Le jour suivant, il alla à la messe dans la principale église de Barcelone, au milieu d’une immense foule avide de le voir et sensible à la grandeur de son courage comme de son malheur. Le vice-roi de Naples et le capitaine Alarcon l’accompagnaient avec beaucoup de caballeros soit de la cité, soit de la flotte. Le roi traversa Barcelone entouré des hallebardiers du vice-roi et suivi d’une compagnie de soldats armés d’escopettes et de piques ; l’église avait été ornée de riches tentures, éclairée d’une éblouissante quantité de lumières, et près du maître-autel, du côté de la sacristie, se trouvait sous un dais un siège placé pour François Ier : il s’y tint à genoux pendant la plus grande partie de la messe, ayant derrière lui le vice-roi de Naples, Alarcon et quelques grands seigneurs. Après les offices, pendant lesquels on n’omit aucune des cérémonies qui sont d’usage avec les rois, il sortit de l’église, monta à cheval et se rendit dans le palais archiépiscopal, qu’il quitta le lendemain pour s’embarquer de nouveau et faire voile vers Valence. Il y trouva le même accueil. Il alla au palais royal, où il visita sa parente, la reine Germaine de Foix. De là, il fut conduit dans les montagnes des Morisques, à Benisano, qui appartenait à don Geronimo Cabanillas, gouverneur de Valence ; c’était un lieu fort agréable, propre à la chasse, dont il prit le divertissement, toujours en compagnie d’Alarcon et de ses gardes. Il y resta pendant quelque temps dans une anxiété croissante par suite du silence prolongé que gardait à son sujet l’empereur.

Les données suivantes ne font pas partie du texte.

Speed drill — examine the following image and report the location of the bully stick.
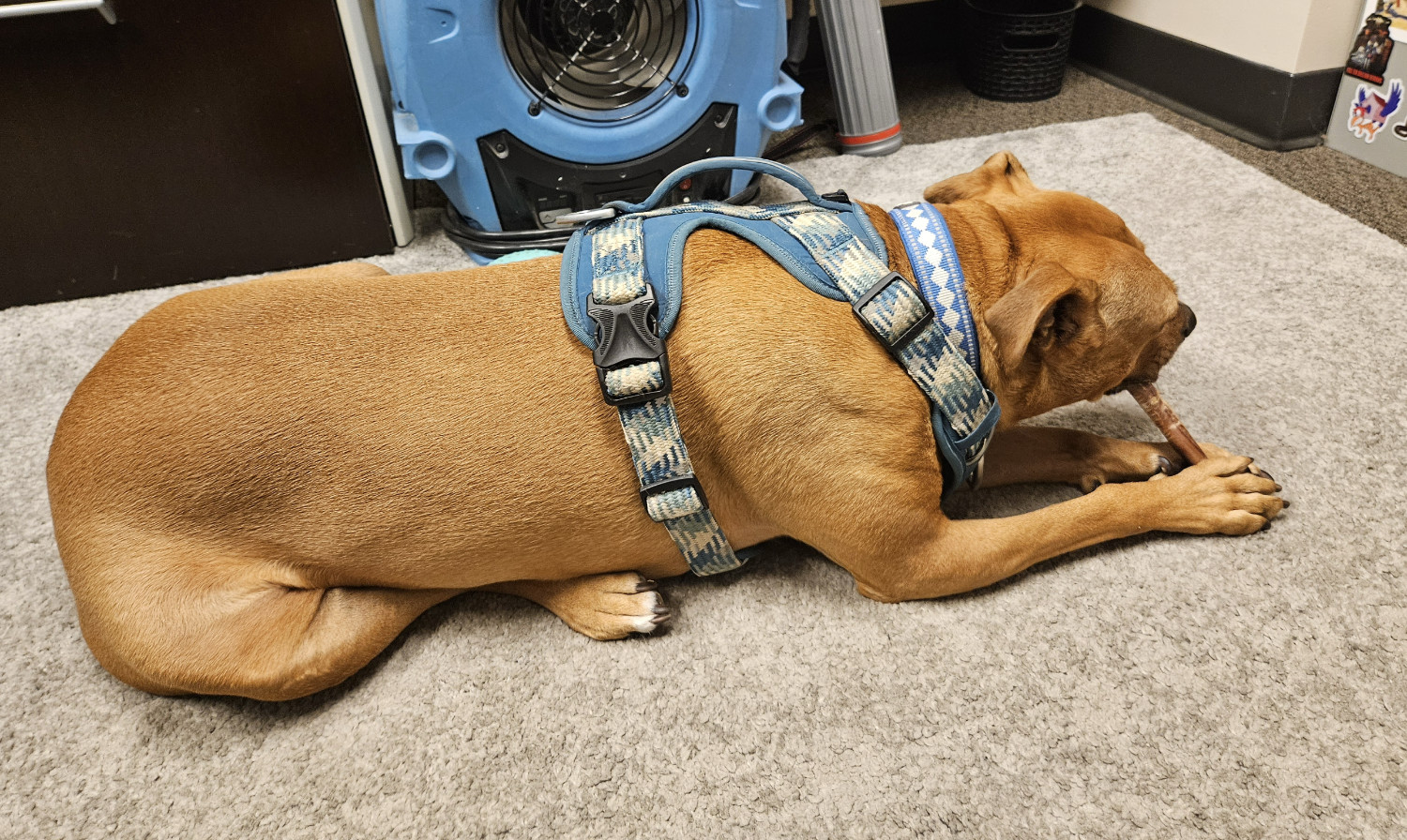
[1128,382,1207,464]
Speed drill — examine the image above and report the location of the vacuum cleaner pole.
[802,0,903,157]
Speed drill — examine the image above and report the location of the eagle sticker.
[1348,79,1403,143]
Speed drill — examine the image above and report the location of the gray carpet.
[0,115,1407,840]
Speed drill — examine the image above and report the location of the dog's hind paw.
[492,571,672,640]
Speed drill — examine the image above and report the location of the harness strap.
[773,213,1001,489]
[587,217,742,576]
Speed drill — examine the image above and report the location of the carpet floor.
[0,114,1407,840]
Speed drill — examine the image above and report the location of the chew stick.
[1128,382,1207,464]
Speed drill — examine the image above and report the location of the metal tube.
[816,0,903,157]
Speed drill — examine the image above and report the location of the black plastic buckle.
[641,472,708,508]
[587,283,674,405]
[850,272,933,359]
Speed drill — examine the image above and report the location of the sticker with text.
[1348,79,1403,143]
[1344,13,1393,84]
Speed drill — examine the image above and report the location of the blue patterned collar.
[889,202,982,377]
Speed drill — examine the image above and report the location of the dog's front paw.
[1077,439,1188,492]
[1147,446,1289,534]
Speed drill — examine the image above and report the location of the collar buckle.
[850,272,933,357]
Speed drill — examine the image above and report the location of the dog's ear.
[923,152,1037,204]
[982,263,1105,371]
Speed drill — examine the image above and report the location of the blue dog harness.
[562,158,1001,576]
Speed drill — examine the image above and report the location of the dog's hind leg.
[61,540,461,700]
[483,571,670,640]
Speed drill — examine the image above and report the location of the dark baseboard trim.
[1071,6,1347,151]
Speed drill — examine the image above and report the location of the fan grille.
[498,0,694,120]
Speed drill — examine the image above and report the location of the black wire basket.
[959,0,1082,103]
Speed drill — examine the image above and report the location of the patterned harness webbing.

Charles-Quint était à Tolède, tenant les cortès de Castille et songeant à recommencer la guerre, lorsqu’il apprit le débarquement en Catalogne du prisonnier qu’il avait ordonné de transporter à Naples. Il en fut étonné. L’on remarqua que, contre son usage, il jura par l’ordre de la Toison d’or que le roi avait été conduit en Espagne sans son commandement et à son insu[2]. A la surprise qu’il en éprouva se joignit le vif mécontentement de ses généraux en Italie. Ceux-ci ressentirent comme un affront le changement de résolution que le vice-roi de Naples avait décidé tout seul, et dont il ne les avait pas même prévenus. Le duc de Bourbon s’en plaignit

  1. Commentarios de los hechos del señor Alarcon, etc., por don Antonio Suarez de Alarcon, in-fol., Madrid 1665, p. lib. 10, f. 300, col. 1.
  2. Lettre du 21 juin 1525 d’Andréa Navagero, ambassadeur de Venise auprès de Charles-Quint. — Della vita e delle opere di Andrea Navagero, da Emm. Ant. Cicogna dans delle Inscrizioni Venisiane, fascicolo 22 ; grand in-4o, p. 177,-col. 1 et note 50 de la page 238.